No último jogo da fase
classificatória, vencemos com folga os donos da casa pelo placar de 76 a 11 e
Alfredo da Mota marcou 16 pontos. Nas quartas-de-final conseguimos uma vitória
apertada diante da Tchecoslováquia por 28 a 23. Alfredo da Mota, Évora e
Massinet foram os cestinhas com 5 pontos.
Fomos para a semifinal enfrentar os franceses e o cansaço nos levou a
derrota por 43 a 33, na opinião de Ruy de Freitas, um dos heróis da campanha de
Londres e grande personagem da história do basquete brasileiro:
“Foi um exemplo de como o esporte no Brasil não é bem tratado. Tivemos
que levar goiabada e outros alimentos. Não tínhamos médico, massagista. Era um
médico para toda a delegação, só queria saber das meninas da natação.
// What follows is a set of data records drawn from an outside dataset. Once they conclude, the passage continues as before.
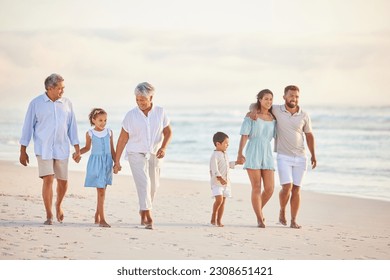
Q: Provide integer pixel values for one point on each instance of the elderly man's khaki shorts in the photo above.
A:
(56, 167)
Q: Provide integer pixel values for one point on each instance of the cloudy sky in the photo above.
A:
(197, 52)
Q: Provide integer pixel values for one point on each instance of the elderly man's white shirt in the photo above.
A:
(145, 132)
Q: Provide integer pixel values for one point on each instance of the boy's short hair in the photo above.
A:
(219, 137)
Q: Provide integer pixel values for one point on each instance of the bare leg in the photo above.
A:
(101, 194)
(47, 195)
(62, 187)
(146, 216)
(284, 196)
(255, 178)
(216, 216)
(220, 213)
(268, 183)
(295, 203)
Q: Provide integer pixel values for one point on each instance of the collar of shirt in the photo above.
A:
(46, 98)
(283, 108)
(141, 112)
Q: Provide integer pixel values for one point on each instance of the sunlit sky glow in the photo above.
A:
(195, 52)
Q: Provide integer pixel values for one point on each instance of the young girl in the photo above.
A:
(100, 162)
(219, 173)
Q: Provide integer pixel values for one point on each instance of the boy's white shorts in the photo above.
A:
(291, 169)
(224, 191)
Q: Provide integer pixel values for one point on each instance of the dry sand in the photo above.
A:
(334, 227)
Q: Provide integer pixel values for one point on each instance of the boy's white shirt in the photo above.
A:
(219, 166)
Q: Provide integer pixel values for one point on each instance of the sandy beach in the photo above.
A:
(334, 227)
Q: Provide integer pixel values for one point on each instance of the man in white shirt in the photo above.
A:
(145, 133)
(51, 122)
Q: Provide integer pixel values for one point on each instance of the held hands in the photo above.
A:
(76, 157)
(221, 180)
(23, 159)
(160, 153)
(240, 159)
(117, 167)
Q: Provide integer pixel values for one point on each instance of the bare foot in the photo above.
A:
(282, 218)
(104, 224)
(295, 225)
(48, 222)
(261, 225)
(97, 218)
(149, 226)
(59, 213)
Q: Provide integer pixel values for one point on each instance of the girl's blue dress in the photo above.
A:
(258, 152)
(99, 167)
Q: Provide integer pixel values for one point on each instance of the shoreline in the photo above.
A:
(334, 227)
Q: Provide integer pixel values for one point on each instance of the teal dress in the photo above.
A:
(258, 152)
(99, 167)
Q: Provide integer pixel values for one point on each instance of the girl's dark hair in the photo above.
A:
(260, 96)
(219, 137)
(94, 113)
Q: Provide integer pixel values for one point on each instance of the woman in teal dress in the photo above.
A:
(100, 162)
(256, 136)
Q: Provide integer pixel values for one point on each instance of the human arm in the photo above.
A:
(27, 132)
(311, 145)
(112, 146)
(167, 132)
(23, 158)
(253, 111)
(120, 145)
(214, 170)
(240, 157)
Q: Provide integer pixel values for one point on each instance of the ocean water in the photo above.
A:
(352, 145)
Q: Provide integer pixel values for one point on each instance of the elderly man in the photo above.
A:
(50, 120)
(145, 134)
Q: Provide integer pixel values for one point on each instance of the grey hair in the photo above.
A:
(144, 89)
(53, 80)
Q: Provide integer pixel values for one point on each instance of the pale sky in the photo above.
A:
(195, 52)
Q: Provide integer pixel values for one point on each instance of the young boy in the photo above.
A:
(219, 172)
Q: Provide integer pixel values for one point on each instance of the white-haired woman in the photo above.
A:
(145, 133)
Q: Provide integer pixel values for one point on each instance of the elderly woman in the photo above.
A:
(145, 134)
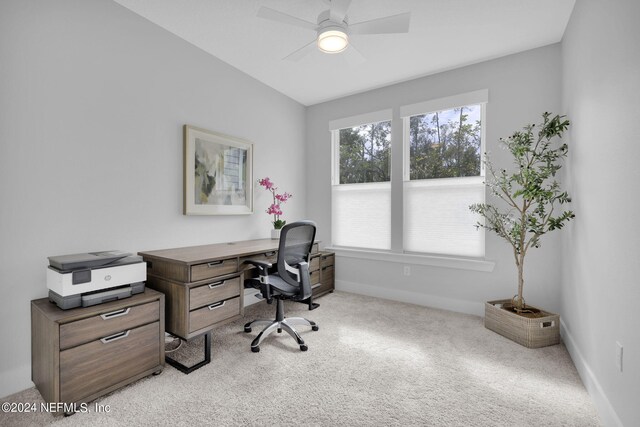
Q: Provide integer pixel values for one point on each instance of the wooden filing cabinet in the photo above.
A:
(80, 354)
(322, 272)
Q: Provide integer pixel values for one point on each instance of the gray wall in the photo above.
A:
(521, 87)
(601, 268)
(92, 103)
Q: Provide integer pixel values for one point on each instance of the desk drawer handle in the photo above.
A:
(116, 313)
(216, 284)
(115, 337)
(217, 305)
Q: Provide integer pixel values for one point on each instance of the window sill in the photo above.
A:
(414, 259)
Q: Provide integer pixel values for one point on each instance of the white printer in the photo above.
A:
(94, 277)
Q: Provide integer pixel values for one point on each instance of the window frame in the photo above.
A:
(399, 117)
(350, 122)
(479, 97)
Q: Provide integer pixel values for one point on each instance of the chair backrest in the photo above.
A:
(296, 240)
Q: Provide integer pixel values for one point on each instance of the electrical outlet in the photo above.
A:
(619, 354)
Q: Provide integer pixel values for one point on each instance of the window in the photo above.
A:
(443, 175)
(361, 191)
(438, 163)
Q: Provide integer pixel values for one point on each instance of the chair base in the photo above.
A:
(279, 324)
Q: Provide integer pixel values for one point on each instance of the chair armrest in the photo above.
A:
(262, 266)
(263, 282)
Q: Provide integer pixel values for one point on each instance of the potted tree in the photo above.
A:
(529, 197)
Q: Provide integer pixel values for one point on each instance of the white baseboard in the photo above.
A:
(15, 380)
(606, 412)
(460, 306)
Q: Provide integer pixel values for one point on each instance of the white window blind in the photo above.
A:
(437, 218)
(361, 215)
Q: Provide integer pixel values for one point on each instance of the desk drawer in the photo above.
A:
(327, 274)
(327, 259)
(214, 313)
(212, 269)
(314, 277)
(322, 288)
(270, 256)
(314, 264)
(99, 364)
(214, 292)
(105, 324)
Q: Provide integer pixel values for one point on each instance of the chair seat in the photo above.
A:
(278, 284)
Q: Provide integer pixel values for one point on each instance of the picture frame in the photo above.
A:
(218, 173)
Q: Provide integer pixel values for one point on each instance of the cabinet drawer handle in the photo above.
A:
(116, 313)
(216, 284)
(217, 305)
(115, 337)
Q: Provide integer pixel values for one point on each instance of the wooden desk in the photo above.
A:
(204, 285)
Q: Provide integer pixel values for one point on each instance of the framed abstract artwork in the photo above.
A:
(218, 173)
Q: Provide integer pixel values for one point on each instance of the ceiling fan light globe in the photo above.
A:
(332, 41)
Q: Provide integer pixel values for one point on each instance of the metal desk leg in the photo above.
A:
(188, 369)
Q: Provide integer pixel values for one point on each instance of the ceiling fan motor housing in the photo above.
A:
(332, 35)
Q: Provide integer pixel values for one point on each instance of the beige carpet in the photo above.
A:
(372, 363)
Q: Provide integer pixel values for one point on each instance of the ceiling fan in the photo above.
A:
(333, 29)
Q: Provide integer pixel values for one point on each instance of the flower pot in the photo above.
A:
(532, 332)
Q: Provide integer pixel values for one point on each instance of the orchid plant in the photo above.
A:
(274, 209)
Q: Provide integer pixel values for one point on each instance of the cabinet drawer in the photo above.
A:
(314, 264)
(89, 368)
(212, 269)
(327, 259)
(214, 313)
(102, 325)
(214, 292)
(314, 277)
(327, 274)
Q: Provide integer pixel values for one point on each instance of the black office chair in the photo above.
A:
(291, 281)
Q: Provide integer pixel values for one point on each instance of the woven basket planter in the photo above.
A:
(529, 332)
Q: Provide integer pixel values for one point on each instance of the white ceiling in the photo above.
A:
(443, 34)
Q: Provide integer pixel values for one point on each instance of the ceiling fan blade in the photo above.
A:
(302, 52)
(353, 56)
(387, 25)
(274, 15)
(339, 9)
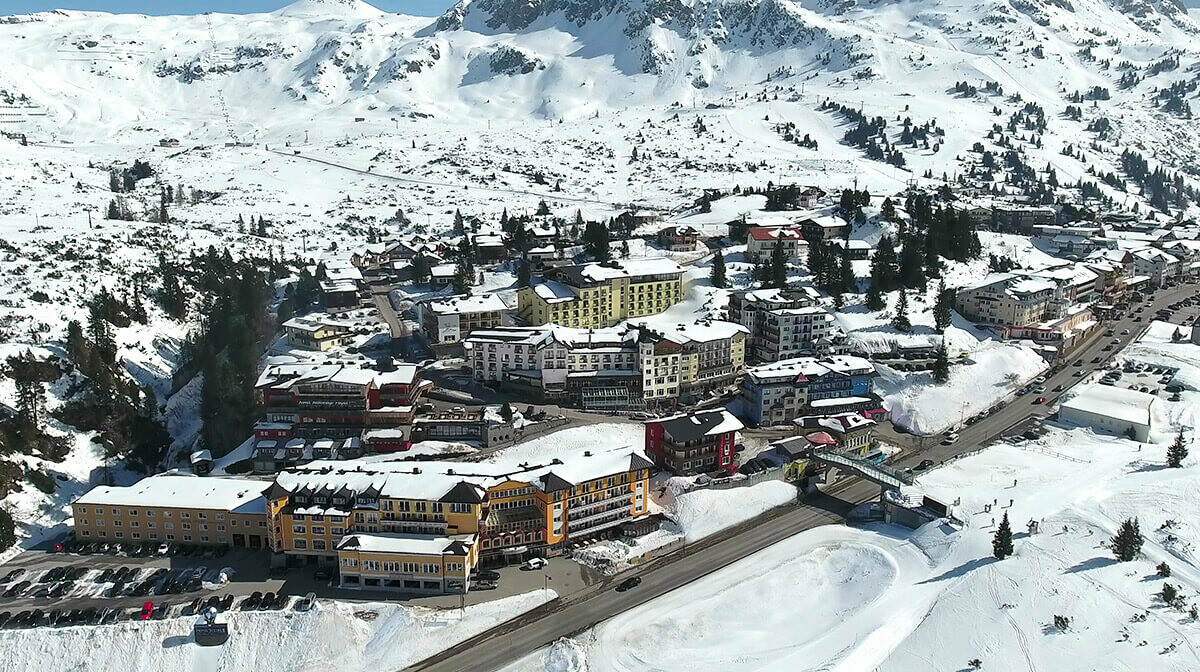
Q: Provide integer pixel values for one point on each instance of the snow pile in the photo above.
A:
(987, 377)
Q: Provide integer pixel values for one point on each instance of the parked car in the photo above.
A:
(487, 575)
(306, 603)
(534, 563)
(631, 582)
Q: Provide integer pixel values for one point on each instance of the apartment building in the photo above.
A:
(780, 391)
(784, 323)
(181, 509)
(317, 331)
(1006, 299)
(339, 400)
(711, 355)
(611, 369)
(425, 526)
(599, 295)
(450, 319)
(694, 443)
(761, 243)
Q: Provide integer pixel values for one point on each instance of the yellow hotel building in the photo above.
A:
(425, 526)
(598, 295)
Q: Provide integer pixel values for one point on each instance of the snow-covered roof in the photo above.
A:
(237, 496)
(456, 481)
(407, 544)
(553, 292)
(287, 375)
(315, 323)
(1120, 403)
(466, 305)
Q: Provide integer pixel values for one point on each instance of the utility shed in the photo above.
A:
(1110, 409)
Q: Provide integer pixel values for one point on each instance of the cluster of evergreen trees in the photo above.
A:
(226, 343)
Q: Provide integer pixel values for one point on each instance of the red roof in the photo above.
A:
(772, 233)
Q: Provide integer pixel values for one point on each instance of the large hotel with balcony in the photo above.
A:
(598, 295)
(387, 523)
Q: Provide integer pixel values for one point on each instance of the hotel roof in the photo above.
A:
(178, 491)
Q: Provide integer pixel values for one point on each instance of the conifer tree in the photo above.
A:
(1177, 451)
(1126, 544)
(942, 307)
(1002, 541)
(523, 275)
(900, 319)
(942, 365)
(779, 265)
(719, 269)
(874, 297)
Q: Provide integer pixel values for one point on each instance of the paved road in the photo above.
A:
(564, 617)
(570, 615)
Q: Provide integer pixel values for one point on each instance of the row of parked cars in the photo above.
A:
(166, 549)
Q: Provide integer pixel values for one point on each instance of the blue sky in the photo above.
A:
(419, 7)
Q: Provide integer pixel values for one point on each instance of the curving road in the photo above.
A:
(574, 613)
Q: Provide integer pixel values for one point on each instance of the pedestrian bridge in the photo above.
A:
(885, 477)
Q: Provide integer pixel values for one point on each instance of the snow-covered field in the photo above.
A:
(351, 637)
(891, 599)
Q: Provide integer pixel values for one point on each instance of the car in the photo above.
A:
(487, 575)
(251, 600)
(16, 589)
(629, 583)
(307, 601)
(534, 563)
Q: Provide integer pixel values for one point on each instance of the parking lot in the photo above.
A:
(43, 587)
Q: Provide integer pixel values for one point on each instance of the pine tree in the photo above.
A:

Num jogo
em que o Alfredo se machucou, ele apareceu e quando foi atender o Alfredo, o Reis
Carneiro disse: “tira mão daí. Não mexe no meu jogador. Não venha agora pra
cá”.
Nós podíamos levar doze jogadores e levamos dez. Tivemos a contusão do
Évora, um companheiro amarelou, não digo o nome, e o Daiuto, que era o técnico,
não tinha confiança em três jogadores. Quando chegou a partida contra a
Inglaterra, que era a seleção mais fraca, alguém da chefia da delegação disse
que era importante o saldo de cestas. Corremos muito para fazer pontos. Contra
a França, cansados, sem massagista, sem médico, não ganhamos. Para vencermos
depois o México, foi um custo.
A medalha de bronze valeu como se fosse ouro. Mas, quando eu entrei em
Wembley, no desfile inaugural, vendo todo aquele cenário, eu disse para mim
mesmo: não preciso ganhar, já estou satisfeito”.
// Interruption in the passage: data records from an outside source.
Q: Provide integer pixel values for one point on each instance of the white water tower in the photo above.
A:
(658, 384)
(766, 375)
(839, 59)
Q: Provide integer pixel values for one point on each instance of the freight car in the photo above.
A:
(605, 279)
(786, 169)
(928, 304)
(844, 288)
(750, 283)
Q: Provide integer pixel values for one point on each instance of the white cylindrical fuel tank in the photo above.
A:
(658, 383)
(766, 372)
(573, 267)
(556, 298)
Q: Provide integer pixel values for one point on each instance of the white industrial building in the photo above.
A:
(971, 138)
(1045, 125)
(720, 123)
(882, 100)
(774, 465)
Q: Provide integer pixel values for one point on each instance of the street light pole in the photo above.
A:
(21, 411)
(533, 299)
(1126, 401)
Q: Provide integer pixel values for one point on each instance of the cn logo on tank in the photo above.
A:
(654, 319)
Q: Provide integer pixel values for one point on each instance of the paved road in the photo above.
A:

Na disputa da medalha de bronze, Alfredo da Mota confirmou sua condição
de cestinha da seleção e marcou 26 pontos. O Brasil venceu por 52 a 47 e
conquistou o bronze que no peito de cada um desses heróis eternamente brilhará
como ouro, simbolizando a garra, superação, dignidade, amor ao esporte e a
certeza do dever cumprido.
F 01 – Integrantes da delegação brasileira nas olimpíadas de 1948, lêem
o jornal O Globo. Destacamos na foto Ruy de Freitas, Ademar Ferreira da Silva, Alfredo da Motta e o técnico Moacir Daiuto.
F 02 - Nossos heróis olímpicos que conquistaram a medalha de bronze, em
Londres: Pacheco, Alfredo da Mota, Algodão, Massinet, Alexandre e o técnico
Moacir Daiuto; Marson, Vinicius, Ruy de Freitas, Évora e Braz.
F 03 – Lance da partida entre Brasil e México que decidiu a medalha de
bronze. Vemos Algodão, Manisset, com a bola, e Ruy de Freitas.